Quello che più mi conta riferire è che il direttore ha concluso che ci saremmo poi sentiti per pianificare gli articoli per l’anno prossimo, il che vuol dire che la collaborazione continua per l’ottavo anno!
Mi sono poi accorta che oggi ricorre la Giornata Internazionale della Carità; non a caso, visto che è l'anniversario della morte di santa Teresa di Calcutta. Don Renzo, ora che lo conosco meglio, mi pare quindi adattissimo.
* * *
Canonica della chiesa dell’Immacolata a Como, fine
anni Ottanta. Attorno a un tavolo sono seduti quattro giovani, che guardano
verso un anziano sacerdote. «Tu cosa cerchi?», chiede quest’ultimo al giovane
alla sua sinistra. «Cerco lavoro, padre», racconta l’altro. «Sono da più di
cinque giorni in Italia, ho cercato lavoro, ma nessuno me l’ha offerto. Cerco
di andare in Svizzera perché là ti danno i documenti e almeno ti sistemano un
po’. Non è che qua a Ponte Chiasso siamo solo noi quattro; ce ne sono a
centinaia!». Il sacerdote tende la mano e sfiora, quasi per consolarlo, l’altro
giovane che ha a destra.
La scena, immortalata dalle telecamere di una
televisione, ben rappresenta la vita che da anni ha scelto don Renzo Beretta,
il parroco del luogo. La sua azione cerca di abbattere le barriere tra gli
immigrati e la società di cui vorrebbero fare parte, per restituirli pienamente
alla loro dignità.
I primi tempi del suo sacerdozio
Don Renzo nasce a Camerlata, quartiere di Como, il
12 giugno 1922. Dal 1934 al 1936 è allievo dell’opera per le vocazioni fondata
da don Giovanni Folci a Valle di Colorina. Quando anche lui si sente pronto a
diventare sacerdote, lo comunica ai genitori. La madre, molto religiosa,
accetta, mentre il padre, il quale si dichiara lontano dalla fede, replica: «Se
è quello che vuoi allora fallo perché è giusto». Viene ordinato sacerdote il 27
giugno 1948 a Como, per mano del vescovo monsignor Felice Bonomini.

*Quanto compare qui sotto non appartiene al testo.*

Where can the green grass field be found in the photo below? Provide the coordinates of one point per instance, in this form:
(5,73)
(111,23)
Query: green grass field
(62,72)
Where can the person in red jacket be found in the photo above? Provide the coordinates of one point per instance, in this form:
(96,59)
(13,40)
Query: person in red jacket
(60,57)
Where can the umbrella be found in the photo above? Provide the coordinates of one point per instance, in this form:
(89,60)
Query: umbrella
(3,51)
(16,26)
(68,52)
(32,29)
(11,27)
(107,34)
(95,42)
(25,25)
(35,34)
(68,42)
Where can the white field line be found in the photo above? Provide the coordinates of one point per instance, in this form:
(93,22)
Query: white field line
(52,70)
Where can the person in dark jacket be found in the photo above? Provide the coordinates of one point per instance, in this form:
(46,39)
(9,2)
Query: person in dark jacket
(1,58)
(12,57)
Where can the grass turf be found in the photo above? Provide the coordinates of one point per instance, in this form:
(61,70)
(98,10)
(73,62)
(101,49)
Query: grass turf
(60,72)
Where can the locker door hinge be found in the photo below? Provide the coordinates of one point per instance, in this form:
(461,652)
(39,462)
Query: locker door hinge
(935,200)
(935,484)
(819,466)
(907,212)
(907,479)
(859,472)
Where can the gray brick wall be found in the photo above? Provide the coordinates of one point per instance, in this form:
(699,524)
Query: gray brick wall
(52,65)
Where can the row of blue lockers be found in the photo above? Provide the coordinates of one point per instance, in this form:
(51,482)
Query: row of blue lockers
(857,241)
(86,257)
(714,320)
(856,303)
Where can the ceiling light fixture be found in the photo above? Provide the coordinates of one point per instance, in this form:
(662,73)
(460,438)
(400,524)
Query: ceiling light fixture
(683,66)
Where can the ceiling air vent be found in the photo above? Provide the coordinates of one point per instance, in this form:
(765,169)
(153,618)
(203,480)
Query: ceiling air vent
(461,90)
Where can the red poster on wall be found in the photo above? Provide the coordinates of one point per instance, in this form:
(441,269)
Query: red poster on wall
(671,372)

Il suo primo incarico è come vicario parrocchiale a
Livigno, cittadina che in quel periodo non è nemmeno servita da vie di
collegamento sicure. Segue il periodo dal 1953 al 1956, sempre come vicario, a
Mandello del Lario. Presso la parrocchia di San Lorenzo tiene aperto l’oratorio
in base ai turni del vicino stabilimento della Moto Guzzi, per dare ai giovani
operai un luogo dove trovarsi. Non si occupa però solo dei giovani, che attrae
con il suo fare brioso e allegro, ma cerca di tenere uno sguardo d’insieme. Dal
1956 al 1963 è poi vicario della parrocchia della cattedrale di Como, dove
segue la formazione delle ragazze.
Nel 1963 diventa parroco a Solzago, nel comune di
Tavernerio. Per i primi tempi cerca di creare la comunità organizzando gite, ma
in un secondo momento capisce di dover puntare sugli aspetti più essenziali:
l’annuncio della Parola, la celebrazione dell’Eucaristia, la visita agli
ammalati in casa e in ospedale.
Riconosce poi che Tavernerio e le cinque frazioni
vicine hanno bisogno di una nuova scuola, ma affronta inevitabili questioni
burocratiche e molti contrasti. Nel frattempo, la sera, riceve lui stesso i
ragazzi, sul modello della scuola di Barbiana di don Lorenzo Milani. Un giorno
lo ferma per strada un ricco signore, che ironizza su quell’impegno educativo,
a suo dire inutile, perché rivolto a teste di contadini. Alla fine la scuola è
pronta in sei mesi; da essa usciranno anche molti futuri laureati.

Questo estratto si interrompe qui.